Funny thing. As long as I've been listening to and reviewing music, I've not run across a Native American flute player until now. My exposure has been basically limited to background music for documentaries and movies, most of those regarding Hollywood's musical view of either the vast expanse of somewhat barren land or a usually negative spiritual experience of some kind. It was not an altogether bad introduction, because the Native American flute when played can conjure up some highly spiritual and beautiful music, but it was, I find, somewhat limiting.
Granger lives in New Mexico. While driving through the State a few years ago, I was taken by the immenseness of it, the openness. While the lesser of us see nothing, there are those who know better. My God, just the amount of air was daunting. Granger knows it but he lives it, a half mile from the Rio Grande. That is home. That is part of his inspiration.
The titles of the songs alone tell you what is contained in A Place Called Peace. Titles like The Dog Star and Ghost Dancers and Rio Grande Lullaby and Apache Tears. Even Double-Barrel Train Wreck, a folk-dance of a tune, builds around the old Iron Horse—a simple train to one people, a creature of mysticism to another.
The opening track, Za Zee Za Zu Zing, is an anomaly in that it is the only song on which Granger sings. A light, upbeat song, it has a tinge of the Far East or Japan in its structure, though I am certainly no expert on ethnic music and it could very well be Native American. It is beautiful and hopeful and introspective only in story, which I leave you to research. Granger's voice is a treat, though, and one cannot help wonder why he does not sing more. But then maybe it was not in the scope of this album. It is about "A Place Called Peace," a presence touched upon in Za Zee Za Zu Zing, a place where most of us want to go when the world seems overbearing. It reminds us that it is not the world that is overbearing, but the people in it.

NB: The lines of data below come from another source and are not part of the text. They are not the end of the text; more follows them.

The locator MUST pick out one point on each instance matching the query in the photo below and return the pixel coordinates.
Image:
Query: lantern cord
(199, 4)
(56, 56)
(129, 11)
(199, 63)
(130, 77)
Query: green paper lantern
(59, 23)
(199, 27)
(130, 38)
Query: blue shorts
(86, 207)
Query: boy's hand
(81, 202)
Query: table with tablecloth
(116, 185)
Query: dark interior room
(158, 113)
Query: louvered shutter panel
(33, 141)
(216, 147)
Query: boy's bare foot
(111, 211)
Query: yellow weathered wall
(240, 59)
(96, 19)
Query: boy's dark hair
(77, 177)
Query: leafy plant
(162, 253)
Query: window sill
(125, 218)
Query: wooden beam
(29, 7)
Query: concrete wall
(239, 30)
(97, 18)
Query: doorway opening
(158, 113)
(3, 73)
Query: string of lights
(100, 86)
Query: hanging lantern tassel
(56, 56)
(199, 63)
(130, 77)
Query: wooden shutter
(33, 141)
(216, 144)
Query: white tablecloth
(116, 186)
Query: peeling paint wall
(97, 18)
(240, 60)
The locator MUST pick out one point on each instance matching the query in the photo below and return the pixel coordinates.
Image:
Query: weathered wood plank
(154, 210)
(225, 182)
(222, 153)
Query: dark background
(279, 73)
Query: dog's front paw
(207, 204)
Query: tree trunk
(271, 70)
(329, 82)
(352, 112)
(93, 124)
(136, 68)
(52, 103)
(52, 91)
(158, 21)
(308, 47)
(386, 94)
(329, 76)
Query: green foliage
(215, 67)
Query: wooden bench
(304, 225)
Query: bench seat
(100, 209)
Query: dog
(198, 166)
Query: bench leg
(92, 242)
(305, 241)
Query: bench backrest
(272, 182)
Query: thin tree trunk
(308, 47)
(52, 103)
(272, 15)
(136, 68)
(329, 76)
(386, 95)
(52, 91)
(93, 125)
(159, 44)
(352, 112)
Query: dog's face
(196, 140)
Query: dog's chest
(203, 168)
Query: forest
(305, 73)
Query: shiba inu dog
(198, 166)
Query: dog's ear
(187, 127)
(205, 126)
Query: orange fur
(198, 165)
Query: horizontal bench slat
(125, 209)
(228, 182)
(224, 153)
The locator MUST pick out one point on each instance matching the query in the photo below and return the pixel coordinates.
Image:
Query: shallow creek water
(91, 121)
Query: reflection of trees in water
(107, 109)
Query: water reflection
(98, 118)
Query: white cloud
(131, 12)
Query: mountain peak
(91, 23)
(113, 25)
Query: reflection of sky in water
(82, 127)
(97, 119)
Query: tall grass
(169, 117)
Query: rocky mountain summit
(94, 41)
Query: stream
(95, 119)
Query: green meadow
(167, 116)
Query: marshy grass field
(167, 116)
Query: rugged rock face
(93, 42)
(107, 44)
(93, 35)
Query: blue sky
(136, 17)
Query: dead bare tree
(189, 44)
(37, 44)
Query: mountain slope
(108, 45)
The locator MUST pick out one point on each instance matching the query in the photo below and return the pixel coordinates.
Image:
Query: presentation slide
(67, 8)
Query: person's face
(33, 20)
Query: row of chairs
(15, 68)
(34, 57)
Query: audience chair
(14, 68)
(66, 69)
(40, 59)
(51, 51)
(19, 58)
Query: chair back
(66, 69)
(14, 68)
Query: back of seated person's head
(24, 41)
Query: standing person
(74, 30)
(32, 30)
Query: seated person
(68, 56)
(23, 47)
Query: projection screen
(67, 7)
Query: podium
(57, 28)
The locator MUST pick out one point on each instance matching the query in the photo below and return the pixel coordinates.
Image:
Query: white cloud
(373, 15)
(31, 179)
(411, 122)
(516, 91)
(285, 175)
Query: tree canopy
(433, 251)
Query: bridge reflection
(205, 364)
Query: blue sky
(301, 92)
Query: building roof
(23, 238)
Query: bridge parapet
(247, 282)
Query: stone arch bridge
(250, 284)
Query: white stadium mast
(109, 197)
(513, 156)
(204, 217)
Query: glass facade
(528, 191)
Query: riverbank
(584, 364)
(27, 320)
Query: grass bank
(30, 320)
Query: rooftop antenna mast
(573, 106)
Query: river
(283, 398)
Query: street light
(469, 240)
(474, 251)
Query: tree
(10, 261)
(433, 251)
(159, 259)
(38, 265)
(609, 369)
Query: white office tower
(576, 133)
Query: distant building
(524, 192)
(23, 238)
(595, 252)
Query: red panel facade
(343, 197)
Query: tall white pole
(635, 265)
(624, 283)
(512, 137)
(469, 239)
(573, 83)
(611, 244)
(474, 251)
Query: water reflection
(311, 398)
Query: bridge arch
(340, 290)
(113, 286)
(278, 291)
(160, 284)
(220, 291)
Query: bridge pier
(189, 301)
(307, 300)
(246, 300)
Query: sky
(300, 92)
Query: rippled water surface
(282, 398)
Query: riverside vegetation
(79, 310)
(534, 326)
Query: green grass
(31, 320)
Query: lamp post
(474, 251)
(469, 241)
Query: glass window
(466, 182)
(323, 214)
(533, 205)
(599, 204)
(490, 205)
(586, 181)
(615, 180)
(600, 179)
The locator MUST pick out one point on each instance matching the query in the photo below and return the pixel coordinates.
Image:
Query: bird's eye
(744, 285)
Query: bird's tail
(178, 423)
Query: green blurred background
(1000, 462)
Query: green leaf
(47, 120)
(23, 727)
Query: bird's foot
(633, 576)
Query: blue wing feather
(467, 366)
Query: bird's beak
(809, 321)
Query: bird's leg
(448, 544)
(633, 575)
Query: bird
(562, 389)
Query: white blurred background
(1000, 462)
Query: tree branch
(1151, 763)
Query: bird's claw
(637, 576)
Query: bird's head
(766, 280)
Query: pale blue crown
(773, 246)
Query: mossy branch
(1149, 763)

Randy Granger is an interesting guy, judging by the music and his interest in the arts. He obviously loves New Mexico and probably promotes the State wherever he plays. He would probably be the first person to say that while he wrote the music, the world created it. If that makes no real sense to you, let me put it this way: when you hear it, you will understand.
If Native American flute intrigues you at all, I suggest a visit to YouTube to hear Granger himself not only play, but explain his love for both the land and the music. If nothing else, it shows us that life is bigger than Hollywood (and that Hollywood and the Internet are not all there is to life).